Viral contamination of drinking water can cause disease. Although such waterborne diseases pose significant public health threats, current filtration technologies suitable for virus removal have high cost and energy requirements. This prevents their widespread use and has led to the need for less expensive and sustainable alternatives for disinfecting drinking water. The goal of this project is to use computational biology tools to discover plant-based peptides that can trap viruses to create low-cost and energy-efficient drinking water filters. The potential for scale up will be assessed to understand the impacts of common water constituents on virus-protein interactions to improve sustainable and effective filter operation. Creation of a large database of plant peptides will be broadly informative to other scientific disciplines and easily accessible via internet resource to be developed as part of this project. Successful development of plant-based water biofilters will have a range of potential applications including the replacement of aging infrastructure and use in disaster relief situations. More broadly, low cost filters have significant potential to decrease waterborne disease deaths worldwide through improved access to clean drinking water.

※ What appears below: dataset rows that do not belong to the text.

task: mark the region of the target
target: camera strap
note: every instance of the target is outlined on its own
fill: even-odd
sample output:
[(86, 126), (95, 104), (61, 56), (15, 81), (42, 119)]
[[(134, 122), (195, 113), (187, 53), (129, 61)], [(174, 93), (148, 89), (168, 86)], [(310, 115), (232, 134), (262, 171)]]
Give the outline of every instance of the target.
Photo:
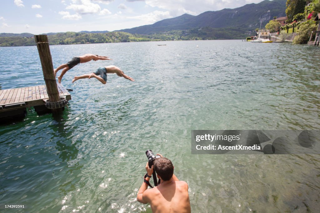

Water contamination with human enteric viruses is one of the leading causes of acute diarrhea hospitalization and fatalities worldwide. Removal of these viruses can be achieved through filtration and other water treatment technologies. Although filtration has been one of the most widely used techniques for drinking water treatment, there has been comparatively little innovation in filtration in recent decades. The goal of this project is to develop sustainable, scalable filters functionalized with sustainable plant material known as antimicrobial peptides (AMPs). Specific objectives designed to achieve the project goal focus on understanding the fundamental biomolecular and physicochemical interactions to: 1) Computationally identify plant-derived AMPs that preferentially bind viral capsid proteins for use in plant-based pathogen filters; 2) Validate chosen AMPs using lab removal tests with the enteric viruses Adenovirus 2, Rotavirus OSU strain, and Tulane virus (a surrogate for human norovirus); 3) Identify readily available substrates and feasible filter configurations that can be tailored to a range of applications; and 4) Quantify interactions and interferences between filter surfaces, viruses, and water matrix components to enable translation to the field scale. Successful completion of these research objectives will lead to the development of a data-driven framework for creating and evaluating AMP-based materials. Further, low cost-effective plant-based pathogen filters have the potential to reduce waterborne disease worldwide through widespread adoption of the technology.
This award reflects NSF's statutory mission and has been deemed worthy of support through evaluation using the Foundation's intellectual merit and broader impacts review criteria.